A libertine’s brag disguised as humility: Casanova flips the script on seduction by insisting he doesn’t conquer, he submits. The line works because it refuses the macho mythology of the rake as predator. “Conquer” is the vocabulary of empire and trophies, the kind of swagger that reduces sex to a scoreboard. Casanova, ever the self-mythologizing celebrity of 18th-century Europe, knows that posture is crude. “Submit” sounds softer, even ethical, but it’s also a tactical masterstroke: he casts himself as the one overtaken by feeling, not the one doing the taking.

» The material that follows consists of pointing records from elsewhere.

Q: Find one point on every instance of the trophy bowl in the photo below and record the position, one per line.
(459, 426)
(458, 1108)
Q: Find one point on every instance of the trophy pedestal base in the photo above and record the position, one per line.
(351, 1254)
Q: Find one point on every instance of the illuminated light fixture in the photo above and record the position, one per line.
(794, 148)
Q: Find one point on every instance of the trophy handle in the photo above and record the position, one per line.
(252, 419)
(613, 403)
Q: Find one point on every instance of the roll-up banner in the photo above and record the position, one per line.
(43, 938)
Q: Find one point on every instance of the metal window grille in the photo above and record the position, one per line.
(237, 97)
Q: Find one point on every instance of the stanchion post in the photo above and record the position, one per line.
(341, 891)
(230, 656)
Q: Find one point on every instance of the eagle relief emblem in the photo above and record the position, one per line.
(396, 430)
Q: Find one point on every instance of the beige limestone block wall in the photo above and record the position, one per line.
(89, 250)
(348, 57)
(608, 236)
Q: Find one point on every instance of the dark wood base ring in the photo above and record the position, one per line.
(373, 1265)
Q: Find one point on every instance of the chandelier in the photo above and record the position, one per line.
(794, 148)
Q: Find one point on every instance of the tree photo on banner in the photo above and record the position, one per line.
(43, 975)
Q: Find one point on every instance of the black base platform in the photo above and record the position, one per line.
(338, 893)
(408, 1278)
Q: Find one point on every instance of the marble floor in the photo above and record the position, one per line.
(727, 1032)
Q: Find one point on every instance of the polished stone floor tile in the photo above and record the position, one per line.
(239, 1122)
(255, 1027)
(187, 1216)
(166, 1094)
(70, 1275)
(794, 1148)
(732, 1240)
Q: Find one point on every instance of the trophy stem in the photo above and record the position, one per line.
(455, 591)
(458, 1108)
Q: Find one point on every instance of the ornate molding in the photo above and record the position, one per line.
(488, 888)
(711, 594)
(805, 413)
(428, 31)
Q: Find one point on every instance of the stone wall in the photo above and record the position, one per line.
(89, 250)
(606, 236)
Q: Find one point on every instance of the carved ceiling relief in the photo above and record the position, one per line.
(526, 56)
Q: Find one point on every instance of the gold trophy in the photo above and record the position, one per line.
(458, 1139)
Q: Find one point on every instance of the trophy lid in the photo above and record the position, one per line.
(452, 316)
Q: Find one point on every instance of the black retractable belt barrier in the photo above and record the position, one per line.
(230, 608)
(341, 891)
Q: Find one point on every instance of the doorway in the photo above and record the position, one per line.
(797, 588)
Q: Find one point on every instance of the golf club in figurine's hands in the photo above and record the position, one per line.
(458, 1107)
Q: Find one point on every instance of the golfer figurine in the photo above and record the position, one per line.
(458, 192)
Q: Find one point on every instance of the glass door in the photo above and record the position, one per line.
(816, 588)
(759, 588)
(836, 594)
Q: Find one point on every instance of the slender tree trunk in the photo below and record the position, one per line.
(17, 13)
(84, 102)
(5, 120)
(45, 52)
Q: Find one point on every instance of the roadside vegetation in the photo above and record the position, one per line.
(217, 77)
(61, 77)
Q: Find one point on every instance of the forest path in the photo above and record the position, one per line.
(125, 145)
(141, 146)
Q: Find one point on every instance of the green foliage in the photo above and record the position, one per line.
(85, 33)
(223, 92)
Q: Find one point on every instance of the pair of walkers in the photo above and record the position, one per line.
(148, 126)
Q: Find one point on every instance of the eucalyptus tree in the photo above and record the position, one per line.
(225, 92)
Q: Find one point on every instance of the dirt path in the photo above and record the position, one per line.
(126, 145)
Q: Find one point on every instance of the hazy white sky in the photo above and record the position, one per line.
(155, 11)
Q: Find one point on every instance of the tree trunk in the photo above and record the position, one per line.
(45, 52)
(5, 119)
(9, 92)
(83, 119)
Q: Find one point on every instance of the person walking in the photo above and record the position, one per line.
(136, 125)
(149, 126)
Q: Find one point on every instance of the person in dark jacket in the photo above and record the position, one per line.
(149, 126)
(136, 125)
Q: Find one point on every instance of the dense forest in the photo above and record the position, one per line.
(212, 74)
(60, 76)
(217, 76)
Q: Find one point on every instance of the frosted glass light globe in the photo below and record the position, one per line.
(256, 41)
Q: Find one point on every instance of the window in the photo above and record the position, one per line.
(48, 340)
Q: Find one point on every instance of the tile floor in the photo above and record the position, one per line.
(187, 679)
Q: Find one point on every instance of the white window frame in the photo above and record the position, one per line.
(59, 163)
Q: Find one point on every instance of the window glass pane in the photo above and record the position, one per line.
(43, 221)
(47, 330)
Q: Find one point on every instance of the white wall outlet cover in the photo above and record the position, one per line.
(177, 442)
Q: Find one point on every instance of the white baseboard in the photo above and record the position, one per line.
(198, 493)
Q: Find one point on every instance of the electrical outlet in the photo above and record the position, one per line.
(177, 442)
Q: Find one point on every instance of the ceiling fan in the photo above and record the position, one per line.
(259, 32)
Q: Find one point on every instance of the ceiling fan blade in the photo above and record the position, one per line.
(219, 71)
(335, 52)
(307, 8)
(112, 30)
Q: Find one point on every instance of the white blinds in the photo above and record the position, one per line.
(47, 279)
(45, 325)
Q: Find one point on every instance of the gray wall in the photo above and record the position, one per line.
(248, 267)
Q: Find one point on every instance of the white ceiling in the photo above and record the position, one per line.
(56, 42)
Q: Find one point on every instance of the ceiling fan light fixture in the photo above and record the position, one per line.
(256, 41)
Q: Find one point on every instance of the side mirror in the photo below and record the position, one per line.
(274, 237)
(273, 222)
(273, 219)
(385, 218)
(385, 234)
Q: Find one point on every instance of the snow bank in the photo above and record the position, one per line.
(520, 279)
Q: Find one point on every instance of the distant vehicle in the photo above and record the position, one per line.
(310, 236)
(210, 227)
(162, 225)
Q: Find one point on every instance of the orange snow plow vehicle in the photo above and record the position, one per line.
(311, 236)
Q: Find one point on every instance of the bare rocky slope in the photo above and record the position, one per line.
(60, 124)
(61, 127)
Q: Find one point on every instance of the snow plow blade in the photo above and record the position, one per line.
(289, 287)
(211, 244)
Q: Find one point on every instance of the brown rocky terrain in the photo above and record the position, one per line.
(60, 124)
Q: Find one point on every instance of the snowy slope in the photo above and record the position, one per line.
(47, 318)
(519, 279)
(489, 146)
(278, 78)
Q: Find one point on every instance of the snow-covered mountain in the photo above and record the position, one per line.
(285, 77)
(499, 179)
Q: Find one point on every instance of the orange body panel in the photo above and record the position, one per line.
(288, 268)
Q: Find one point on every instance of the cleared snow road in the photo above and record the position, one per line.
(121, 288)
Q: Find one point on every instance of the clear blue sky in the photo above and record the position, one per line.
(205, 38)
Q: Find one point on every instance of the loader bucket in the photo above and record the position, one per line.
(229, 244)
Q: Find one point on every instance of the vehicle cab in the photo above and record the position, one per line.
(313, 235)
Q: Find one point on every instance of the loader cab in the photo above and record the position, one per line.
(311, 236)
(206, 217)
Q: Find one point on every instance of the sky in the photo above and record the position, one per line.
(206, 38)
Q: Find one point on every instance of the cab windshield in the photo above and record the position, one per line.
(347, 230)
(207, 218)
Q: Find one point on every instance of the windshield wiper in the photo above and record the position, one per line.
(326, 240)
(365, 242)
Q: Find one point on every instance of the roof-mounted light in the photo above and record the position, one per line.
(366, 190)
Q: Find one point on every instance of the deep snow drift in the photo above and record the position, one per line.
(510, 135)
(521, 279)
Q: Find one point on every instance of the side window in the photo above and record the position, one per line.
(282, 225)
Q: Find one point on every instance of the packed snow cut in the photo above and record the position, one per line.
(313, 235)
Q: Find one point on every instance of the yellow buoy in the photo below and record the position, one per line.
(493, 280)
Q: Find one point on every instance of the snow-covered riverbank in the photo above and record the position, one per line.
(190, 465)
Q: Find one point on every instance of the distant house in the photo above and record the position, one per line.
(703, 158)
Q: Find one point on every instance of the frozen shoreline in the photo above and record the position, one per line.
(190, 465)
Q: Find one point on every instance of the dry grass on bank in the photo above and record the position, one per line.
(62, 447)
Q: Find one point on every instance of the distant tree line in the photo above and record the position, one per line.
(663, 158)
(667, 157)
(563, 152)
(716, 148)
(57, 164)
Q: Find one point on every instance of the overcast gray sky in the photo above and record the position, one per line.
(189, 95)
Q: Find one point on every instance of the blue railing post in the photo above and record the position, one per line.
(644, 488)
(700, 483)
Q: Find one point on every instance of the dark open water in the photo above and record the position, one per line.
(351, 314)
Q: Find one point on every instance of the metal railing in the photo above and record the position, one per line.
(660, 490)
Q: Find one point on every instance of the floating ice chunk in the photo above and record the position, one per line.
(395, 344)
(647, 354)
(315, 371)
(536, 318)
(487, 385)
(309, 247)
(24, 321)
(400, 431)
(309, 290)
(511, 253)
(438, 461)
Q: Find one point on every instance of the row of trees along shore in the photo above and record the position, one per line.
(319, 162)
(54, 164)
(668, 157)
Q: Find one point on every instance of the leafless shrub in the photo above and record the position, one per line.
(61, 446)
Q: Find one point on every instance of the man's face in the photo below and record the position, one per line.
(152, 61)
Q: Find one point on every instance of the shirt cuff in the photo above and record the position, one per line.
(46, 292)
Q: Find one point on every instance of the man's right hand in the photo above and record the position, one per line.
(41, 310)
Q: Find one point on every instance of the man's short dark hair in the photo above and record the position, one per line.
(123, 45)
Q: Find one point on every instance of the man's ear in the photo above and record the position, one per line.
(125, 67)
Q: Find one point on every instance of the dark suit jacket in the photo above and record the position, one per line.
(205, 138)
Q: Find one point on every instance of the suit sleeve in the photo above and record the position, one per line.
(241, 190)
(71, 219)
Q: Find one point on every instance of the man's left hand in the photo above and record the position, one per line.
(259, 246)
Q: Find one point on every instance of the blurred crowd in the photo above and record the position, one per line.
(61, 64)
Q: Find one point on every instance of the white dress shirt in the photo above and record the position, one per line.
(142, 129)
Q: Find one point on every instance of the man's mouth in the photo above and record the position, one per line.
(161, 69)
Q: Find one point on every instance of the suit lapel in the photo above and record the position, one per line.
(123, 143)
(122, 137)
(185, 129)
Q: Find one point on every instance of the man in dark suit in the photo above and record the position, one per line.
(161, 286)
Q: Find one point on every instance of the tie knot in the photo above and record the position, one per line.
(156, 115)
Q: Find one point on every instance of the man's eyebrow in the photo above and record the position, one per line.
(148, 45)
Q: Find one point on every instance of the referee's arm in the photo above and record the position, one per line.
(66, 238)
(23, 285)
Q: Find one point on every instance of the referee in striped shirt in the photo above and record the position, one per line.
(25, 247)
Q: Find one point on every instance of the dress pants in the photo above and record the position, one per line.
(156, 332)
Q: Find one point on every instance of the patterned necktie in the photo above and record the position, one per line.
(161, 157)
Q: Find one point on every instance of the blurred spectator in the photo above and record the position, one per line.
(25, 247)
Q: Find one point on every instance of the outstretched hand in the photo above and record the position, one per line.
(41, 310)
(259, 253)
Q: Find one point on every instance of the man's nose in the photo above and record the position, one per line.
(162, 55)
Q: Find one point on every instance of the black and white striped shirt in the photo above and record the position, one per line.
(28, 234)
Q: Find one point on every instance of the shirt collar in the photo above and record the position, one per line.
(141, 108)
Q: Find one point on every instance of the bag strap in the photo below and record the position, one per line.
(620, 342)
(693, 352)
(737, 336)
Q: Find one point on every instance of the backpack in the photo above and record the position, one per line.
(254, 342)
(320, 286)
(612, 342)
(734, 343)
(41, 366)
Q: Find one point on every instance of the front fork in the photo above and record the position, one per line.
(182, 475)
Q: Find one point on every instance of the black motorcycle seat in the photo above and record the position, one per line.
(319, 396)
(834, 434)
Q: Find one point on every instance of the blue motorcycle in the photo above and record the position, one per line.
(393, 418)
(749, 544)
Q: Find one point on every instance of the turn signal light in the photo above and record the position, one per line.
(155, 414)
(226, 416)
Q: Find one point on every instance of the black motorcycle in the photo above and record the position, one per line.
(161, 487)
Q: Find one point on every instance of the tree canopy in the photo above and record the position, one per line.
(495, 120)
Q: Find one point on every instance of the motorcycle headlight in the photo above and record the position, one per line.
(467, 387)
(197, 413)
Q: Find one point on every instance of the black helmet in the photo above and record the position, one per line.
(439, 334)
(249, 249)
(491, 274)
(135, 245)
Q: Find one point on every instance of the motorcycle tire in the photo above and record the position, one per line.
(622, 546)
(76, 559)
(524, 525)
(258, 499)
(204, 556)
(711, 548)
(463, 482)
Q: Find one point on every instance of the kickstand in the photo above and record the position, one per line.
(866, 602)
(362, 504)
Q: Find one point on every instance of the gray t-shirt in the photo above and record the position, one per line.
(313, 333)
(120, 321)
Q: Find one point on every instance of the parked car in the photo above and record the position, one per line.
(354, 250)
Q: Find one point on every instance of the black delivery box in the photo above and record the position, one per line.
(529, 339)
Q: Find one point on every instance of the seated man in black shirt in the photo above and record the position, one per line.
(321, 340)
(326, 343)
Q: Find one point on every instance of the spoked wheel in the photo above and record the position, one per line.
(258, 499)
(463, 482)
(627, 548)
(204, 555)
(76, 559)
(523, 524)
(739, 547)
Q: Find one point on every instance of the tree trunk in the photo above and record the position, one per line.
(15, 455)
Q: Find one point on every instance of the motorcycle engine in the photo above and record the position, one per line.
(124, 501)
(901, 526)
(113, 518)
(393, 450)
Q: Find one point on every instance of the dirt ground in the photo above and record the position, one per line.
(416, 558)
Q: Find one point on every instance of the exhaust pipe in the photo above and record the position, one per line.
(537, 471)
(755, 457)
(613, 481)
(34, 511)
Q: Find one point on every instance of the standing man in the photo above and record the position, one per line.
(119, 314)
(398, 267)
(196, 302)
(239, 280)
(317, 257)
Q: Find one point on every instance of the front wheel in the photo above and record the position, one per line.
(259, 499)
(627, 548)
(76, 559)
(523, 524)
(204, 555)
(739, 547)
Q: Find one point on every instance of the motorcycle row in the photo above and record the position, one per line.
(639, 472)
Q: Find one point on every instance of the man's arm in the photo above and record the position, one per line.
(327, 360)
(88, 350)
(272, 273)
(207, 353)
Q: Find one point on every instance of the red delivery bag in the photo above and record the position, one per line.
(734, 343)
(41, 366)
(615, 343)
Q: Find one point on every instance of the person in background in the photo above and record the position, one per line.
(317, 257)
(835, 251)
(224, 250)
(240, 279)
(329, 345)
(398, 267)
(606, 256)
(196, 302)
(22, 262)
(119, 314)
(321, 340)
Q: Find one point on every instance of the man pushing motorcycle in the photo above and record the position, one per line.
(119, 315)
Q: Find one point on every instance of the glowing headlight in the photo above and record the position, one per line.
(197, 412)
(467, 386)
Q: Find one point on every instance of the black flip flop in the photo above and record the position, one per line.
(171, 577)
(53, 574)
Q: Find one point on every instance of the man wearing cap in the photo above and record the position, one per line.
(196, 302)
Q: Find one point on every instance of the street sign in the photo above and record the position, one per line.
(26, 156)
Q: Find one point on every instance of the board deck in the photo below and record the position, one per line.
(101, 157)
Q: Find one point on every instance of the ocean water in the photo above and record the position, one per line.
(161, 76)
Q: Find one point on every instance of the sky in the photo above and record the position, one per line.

The subtext is about power that travels through apparent powerlessness. By claiming submission, Casanova suggests he honors a lover’s desire, follows her lead, becomes the object rather than the hunter. That’s romantic cover, and it’s also marketing. In a culture where reputation circulated through salons, letters, and gossip, being seen as attentive, vulnerable, and “undone” could be more arousing than brute confidence. Submission becomes a performance of sensitivity that keeps the speaker in control of the narrative.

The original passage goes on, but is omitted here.